I never remember getting any file system issues at all in all my years on classic Mac OS, but in modern times we seem to have issues galore.

Randomly can't boot? Run a Fix inside Disk Utility. Files disappearing? Run a Fix inside Disk Utility. Volume mounts as read-only? Run a Fix inside Disk Utility.

Disk Utility won't fix it? Hope you bought Disk Warrior...
vent.gif


 

Scott Baret

Well-known member
Coxy--great points about the added software on top of HFS+. Again, it looks like another bad case of the sedimentary rock phenomenon. Remember all those extensions we needed from around System 7.5 forward?
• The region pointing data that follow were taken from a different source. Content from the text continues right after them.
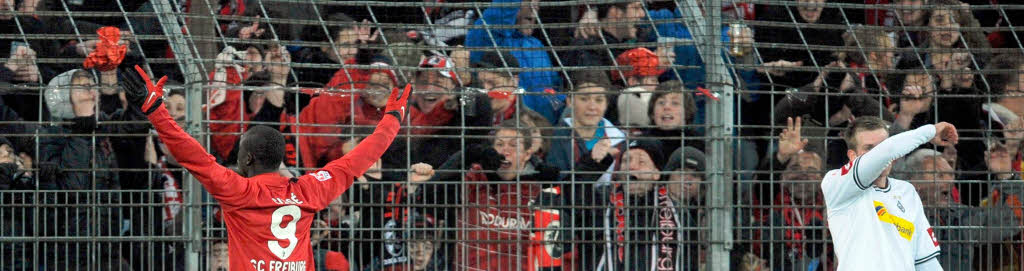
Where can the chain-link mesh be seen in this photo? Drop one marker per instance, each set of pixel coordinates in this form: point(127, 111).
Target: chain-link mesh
point(540, 135)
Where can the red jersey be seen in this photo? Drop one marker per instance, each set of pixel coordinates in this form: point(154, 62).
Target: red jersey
point(500, 218)
point(268, 217)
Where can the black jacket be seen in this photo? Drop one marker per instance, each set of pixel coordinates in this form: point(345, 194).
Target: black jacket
point(798, 39)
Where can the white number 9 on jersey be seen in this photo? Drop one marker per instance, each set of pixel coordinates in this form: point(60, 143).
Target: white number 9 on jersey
point(287, 233)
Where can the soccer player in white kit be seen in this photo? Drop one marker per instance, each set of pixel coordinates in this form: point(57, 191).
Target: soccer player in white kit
point(877, 222)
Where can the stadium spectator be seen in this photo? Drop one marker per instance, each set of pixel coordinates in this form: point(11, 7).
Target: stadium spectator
point(621, 19)
point(910, 13)
point(338, 48)
point(364, 106)
point(685, 181)
point(640, 82)
point(216, 259)
point(877, 56)
point(503, 184)
point(17, 133)
point(22, 65)
point(671, 111)
point(225, 102)
point(818, 36)
point(425, 251)
point(934, 178)
point(499, 33)
point(15, 174)
point(634, 240)
point(946, 19)
point(798, 221)
point(502, 86)
point(596, 139)
point(687, 56)
point(444, 108)
point(589, 144)
point(72, 97)
point(923, 102)
point(1000, 211)
point(1006, 106)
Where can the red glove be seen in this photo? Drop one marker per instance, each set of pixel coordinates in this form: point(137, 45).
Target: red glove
point(148, 99)
point(108, 54)
point(396, 102)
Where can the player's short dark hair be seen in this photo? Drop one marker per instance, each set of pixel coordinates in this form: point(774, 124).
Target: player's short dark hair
point(265, 144)
point(315, 33)
point(669, 87)
point(602, 10)
point(867, 123)
point(598, 78)
point(520, 127)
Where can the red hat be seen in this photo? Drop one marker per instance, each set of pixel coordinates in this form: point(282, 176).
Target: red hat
point(643, 60)
point(108, 54)
point(384, 68)
point(440, 61)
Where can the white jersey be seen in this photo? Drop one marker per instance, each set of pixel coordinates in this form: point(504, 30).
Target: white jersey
point(877, 228)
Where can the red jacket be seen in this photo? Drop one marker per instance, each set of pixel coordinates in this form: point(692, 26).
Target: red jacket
point(228, 115)
point(338, 105)
point(336, 110)
point(268, 217)
point(500, 217)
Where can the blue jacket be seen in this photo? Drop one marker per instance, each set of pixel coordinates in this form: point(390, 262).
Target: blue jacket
point(687, 55)
point(532, 82)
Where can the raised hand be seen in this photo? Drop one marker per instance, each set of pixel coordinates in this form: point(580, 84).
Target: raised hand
point(945, 134)
point(421, 172)
point(913, 101)
point(140, 91)
point(790, 140)
point(396, 102)
point(1014, 133)
point(602, 149)
point(587, 29)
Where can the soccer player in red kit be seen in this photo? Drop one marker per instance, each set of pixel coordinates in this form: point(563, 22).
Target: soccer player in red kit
point(268, 216)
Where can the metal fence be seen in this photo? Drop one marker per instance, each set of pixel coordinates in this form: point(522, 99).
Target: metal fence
point(543, 135)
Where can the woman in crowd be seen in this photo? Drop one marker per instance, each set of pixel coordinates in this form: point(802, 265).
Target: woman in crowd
point(504, 186)
point(671, 109)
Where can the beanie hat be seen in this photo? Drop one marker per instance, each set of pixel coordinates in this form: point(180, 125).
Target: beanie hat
point(445, 64)
point(686, 157)
point(643, 60)
point(653, 149)
point(493, 59)
point(58, 96)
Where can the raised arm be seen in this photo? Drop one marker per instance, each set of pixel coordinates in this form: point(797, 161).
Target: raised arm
point(338, 175)
point(841, 186)
point(225, 185)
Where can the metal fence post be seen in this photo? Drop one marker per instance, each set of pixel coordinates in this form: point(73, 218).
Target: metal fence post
point(194, 77)
point(720, 120)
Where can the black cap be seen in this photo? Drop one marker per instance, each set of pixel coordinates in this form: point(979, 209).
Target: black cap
point(652, 147)
point(492, 59)
point(686, 157)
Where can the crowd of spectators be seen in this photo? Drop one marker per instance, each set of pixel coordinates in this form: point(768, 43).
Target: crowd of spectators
point(526, 147)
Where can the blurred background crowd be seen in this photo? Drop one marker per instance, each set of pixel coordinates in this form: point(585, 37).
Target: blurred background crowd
point(543, 135)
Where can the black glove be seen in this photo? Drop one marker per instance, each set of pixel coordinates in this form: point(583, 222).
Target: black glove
point(485, 155)
point(49, 172)
point(83, 125)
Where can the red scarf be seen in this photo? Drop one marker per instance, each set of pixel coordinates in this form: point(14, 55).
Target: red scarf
point(796, 218)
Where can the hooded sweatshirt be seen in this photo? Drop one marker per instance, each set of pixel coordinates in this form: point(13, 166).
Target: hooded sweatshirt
point(343, 107)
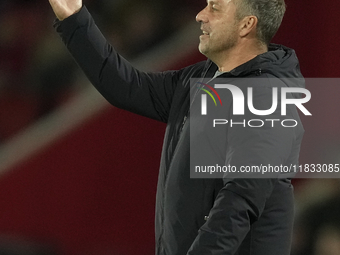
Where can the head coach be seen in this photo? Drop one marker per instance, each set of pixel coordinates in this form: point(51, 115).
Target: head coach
point(204, 216)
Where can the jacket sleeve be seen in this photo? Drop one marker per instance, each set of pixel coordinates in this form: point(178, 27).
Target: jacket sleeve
point(147, 94)
point(241, 201)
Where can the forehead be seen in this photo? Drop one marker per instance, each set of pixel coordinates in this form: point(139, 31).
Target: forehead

The default Mac OS 9 installation alone has nearly an entire row on an 800 x 600 display, and any time you get a bunch of extensions, you're asking for problems. (Those of us who survived the olden days of troubleshooting INIT and cdev conflicts certainly remember how unstable everything could get).
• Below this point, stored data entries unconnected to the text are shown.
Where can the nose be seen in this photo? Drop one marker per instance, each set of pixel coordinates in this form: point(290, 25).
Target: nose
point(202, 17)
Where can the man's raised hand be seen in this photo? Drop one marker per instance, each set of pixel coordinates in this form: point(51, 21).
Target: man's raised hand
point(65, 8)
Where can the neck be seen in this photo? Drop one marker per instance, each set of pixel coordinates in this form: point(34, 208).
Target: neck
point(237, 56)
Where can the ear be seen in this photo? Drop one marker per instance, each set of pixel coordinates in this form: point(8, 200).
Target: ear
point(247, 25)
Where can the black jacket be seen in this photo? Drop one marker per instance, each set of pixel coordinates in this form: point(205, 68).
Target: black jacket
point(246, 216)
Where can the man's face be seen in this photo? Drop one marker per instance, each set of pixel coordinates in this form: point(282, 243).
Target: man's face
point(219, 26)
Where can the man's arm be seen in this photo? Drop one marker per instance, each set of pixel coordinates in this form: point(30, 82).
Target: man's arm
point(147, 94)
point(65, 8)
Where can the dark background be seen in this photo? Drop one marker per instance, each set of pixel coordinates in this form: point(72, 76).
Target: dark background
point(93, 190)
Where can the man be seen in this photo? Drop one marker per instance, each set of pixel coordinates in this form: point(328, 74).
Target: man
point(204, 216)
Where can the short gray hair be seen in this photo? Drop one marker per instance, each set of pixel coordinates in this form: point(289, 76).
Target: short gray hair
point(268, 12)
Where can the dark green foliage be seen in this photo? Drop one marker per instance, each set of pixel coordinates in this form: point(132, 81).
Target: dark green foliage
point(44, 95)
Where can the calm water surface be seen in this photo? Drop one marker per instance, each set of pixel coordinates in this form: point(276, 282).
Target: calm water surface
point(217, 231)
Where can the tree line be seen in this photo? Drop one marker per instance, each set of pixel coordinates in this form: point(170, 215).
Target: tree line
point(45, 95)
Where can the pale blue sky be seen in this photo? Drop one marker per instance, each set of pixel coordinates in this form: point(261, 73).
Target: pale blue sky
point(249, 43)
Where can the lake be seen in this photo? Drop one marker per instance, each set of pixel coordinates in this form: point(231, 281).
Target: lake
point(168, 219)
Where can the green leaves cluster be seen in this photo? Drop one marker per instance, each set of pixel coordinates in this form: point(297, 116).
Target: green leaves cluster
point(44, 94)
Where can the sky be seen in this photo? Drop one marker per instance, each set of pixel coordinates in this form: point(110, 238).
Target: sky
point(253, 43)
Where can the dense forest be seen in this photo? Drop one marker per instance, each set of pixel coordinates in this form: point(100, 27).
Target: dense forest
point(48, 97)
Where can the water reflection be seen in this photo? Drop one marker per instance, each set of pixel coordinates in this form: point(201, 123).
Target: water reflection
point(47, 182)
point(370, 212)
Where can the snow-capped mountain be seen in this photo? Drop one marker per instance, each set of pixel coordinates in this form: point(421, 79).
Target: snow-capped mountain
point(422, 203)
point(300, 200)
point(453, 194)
When the new filing system comes out someday, those features will certainly be rolled into it rather than built on top of an old platform, or at least we can hope.

 

QuicksilverMac2001

Well-known member
I do not argue any of your points in theory as being bad for Apple or not moving the platform forward. The only two points I was trying to make sure were not overlooked are:

1. Since you've changed everything else, removing HFS+ makes it only have one entirely superficial relationship with my precious 128k, which is the Apple logo. That's great if you're trying to make a profit, but it's awful for the few of us who actually view the 128k as a Mac which, along with the Lisa (by the way, they acronym'ed it "Local Integrated Software Architecture" which is a really unjust acronym to the specialness of the computer (I am digressing here, but sometimes you like to throw trivia in there) is almost a paragon of good compared to the modern Intel rubbish that makes huge profits for Apple but yet out of those huge profits they refuse to support the Macs which allowed them to get to this point, like the 128k, the Lisa, the SE/30, the Portable, the Color Classic, the Macintosh TV, etc.
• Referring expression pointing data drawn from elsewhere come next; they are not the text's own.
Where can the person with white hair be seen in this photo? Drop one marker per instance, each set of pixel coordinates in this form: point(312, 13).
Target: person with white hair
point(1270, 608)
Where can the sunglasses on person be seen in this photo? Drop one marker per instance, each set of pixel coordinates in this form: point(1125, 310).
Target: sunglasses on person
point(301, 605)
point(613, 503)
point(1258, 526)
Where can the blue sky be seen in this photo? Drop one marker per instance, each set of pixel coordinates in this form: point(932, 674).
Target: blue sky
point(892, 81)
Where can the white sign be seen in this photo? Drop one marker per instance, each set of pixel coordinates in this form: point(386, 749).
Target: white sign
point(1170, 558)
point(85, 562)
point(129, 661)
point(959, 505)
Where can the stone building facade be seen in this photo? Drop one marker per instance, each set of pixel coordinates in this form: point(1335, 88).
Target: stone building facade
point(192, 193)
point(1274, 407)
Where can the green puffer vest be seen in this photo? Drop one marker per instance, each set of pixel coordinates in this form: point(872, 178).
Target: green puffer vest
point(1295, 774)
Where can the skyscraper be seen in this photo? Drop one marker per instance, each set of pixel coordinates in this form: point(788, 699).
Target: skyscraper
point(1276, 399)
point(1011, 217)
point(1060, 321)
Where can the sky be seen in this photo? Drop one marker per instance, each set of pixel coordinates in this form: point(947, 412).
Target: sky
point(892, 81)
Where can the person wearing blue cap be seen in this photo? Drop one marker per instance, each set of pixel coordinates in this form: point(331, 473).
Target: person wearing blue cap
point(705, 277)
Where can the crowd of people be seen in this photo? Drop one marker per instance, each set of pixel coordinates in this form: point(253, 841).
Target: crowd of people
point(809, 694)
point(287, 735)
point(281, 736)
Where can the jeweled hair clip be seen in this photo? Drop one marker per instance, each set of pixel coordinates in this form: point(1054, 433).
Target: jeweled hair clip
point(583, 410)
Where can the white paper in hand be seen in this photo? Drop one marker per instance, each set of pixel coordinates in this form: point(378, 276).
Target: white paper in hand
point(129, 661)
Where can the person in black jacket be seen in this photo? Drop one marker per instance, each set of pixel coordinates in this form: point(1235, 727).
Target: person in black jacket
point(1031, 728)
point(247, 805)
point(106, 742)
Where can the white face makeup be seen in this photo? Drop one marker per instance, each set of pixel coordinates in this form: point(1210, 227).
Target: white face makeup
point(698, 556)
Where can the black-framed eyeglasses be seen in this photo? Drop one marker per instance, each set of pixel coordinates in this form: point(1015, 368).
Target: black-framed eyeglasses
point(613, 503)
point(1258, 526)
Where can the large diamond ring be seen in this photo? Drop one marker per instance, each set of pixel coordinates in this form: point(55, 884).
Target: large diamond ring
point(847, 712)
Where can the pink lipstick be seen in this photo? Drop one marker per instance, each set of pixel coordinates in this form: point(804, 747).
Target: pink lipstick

I mean, it shouldn't only be NeXT machines Apple makes the Apple Geniuses pay attention to. The 128k, without the derogatory 128k badging, of which I am proud to be an owner, was Steve Jobs's baby too. If he is going to pamper his NeXT hardware that came later, and never had a Superbowl ad done on it (according to anything I ever read) Steve should definitely pamper an original Model M0001 128k, not some 128k/512k combo 128k granted with a M0001P serial number, because that's his creation too. Yet Apple does not.

Point number two (that I apologize so sincerely for disagreeing with, I wish I didn't, but I get excited by things like this), is that it's a forum in a website dedicated to the Macs time forgot, in a sub-forum devoted to the oldest of those Macs, and yet you are endorsing (for some reason I only wish I could understand) an Apple that has a philosophy completely contrary to the one I grew up with, and much more than that encouraging them to go further down this road that makes them so much NOT the company I fell in love with as a kid. It makes me think all the more my Intel Macs aren't really Macs, just some freak of nature that just happens to have an Apple logo on it.

I truly do apologize sincerely for my feelings on these issues, as they are admittedly intense, and if you want to send me a PM I can give any of you my address so you can come to my house and I can apologize in person if my utterly sincere feelings have offended you. If that extreme is not necessary, just understand that I apply Star Wars (which was supposedly actually a morality lesson) to life and so I can grade my computers based on worthiness, along with the Apple who made them (whether it's pre-Steve Jobs Exile Apple, post-Steve Jobs exile Apple, or varying degrees of Post-Steve Jobs Return Apple.

Star Wars has an interesting moral lesson in it, at least the 6 full on movies do. Try Googling "George Lucas Star Wars Moral Lesson" and it should pop up some version of those remarks.

Again, I am willing to apologize in person if you need it and I hope you all are blessed much and have a great day!